Problem of sapient models (of humans):
An instrumental pressure to produce high-fidelity predictions of human beings (or to predict decision counterfactuals about them, or to search for events that lead to particular consequences, etcetera) may lead the AI to run computations that are unusually likely to possess personhood.
An unrealistic example of this would be Solomonoff induction, where predictions are made by means that include running many possible simulations of the environment and seeing which ones best correspond to reality. Among current machine learning algorithms, particle filters and Monte Carlo algorithms similarly involve running many possible simulated versions of a system.
It’s possible that a sufficiently advanced AI to have successfully arrived at detailed models of human intelligence, would usually also be advanced enough that it never tried to use a predictable/searchable model that engaged in brute-force simulations of those models. (Consider, e.g., that there will usually be many possible settings of a variable inside a model, and an efficient model might manipulate data representing a probability distribution over those settings, rather than ever considering one exact, specific human in toto.)
This, however, doesn’t make it certain that no mindcrime will occur. It may not take exact, faithful simulation of specific humans to create a conscious model. An efficient model of a (spread of possibilities for a) human may still contain enough computations that resemble a person enough to create consciousness, or whatever other properties may be deserving of personhood. Consider, in particular, an agent trying to use
Just as it almost certainly isn’t necessary to go all the way down to the neural level to create a sapient being, it may be that even with some parts of a mind considered abstractly, the remainder would be computed in enough detail to imply consciousness, sapience, personhood, etcetera.
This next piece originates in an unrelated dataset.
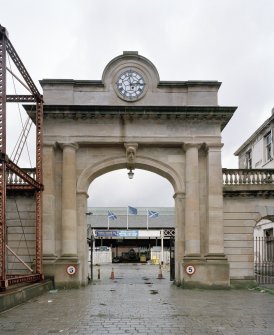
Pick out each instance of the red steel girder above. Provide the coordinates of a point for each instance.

The problem of sapient models is not to be confused with Simulation Hypothesis issues. An efficient model of a human need not have subjective experience indistinguishable from that of the human (although it will be a model of a person who doesn’t believe themselves to be a model). The problem occurs if the model is a person, not if the model is the same person as its subject, and the latter possibility plays no role in the implication of moral harm.
Besides problems that are directly or obviously about modeling people, many other practical problems and questions can benefit from modeling other minds—e.g., reading the directions on a toaster oven in order to discern the intent of the mind that was trying to communicate how to use a toaster. Thus, mindcrime might result from a sufficiently powerful AI trying to solve very mundane problems.
Problem of sapient models (of civilizations)
A separate route to mindcrime comes from an advanced agent considering, in sufficient detail, the possible origins and futures of intelligent life on other worlds. (Imagine that you were suddenly told that this version of you was actually embedded in a superintelligence that was imagining how life might evolve on a place like Earth, and that your subprocess was not producing sufficiently valuable information and was about to be shut down. You would probably be annoyed! We should try not to annoy other people in this way.)
Three possible origins of a convergent instrumental pressure to consider intelligent civilizations in great detail:
Assigning sufficient probability to the existence of non-obvious extraterrestrial intelligences in Earth’s vicinity, perhaps due to considering the Fermi Paradox.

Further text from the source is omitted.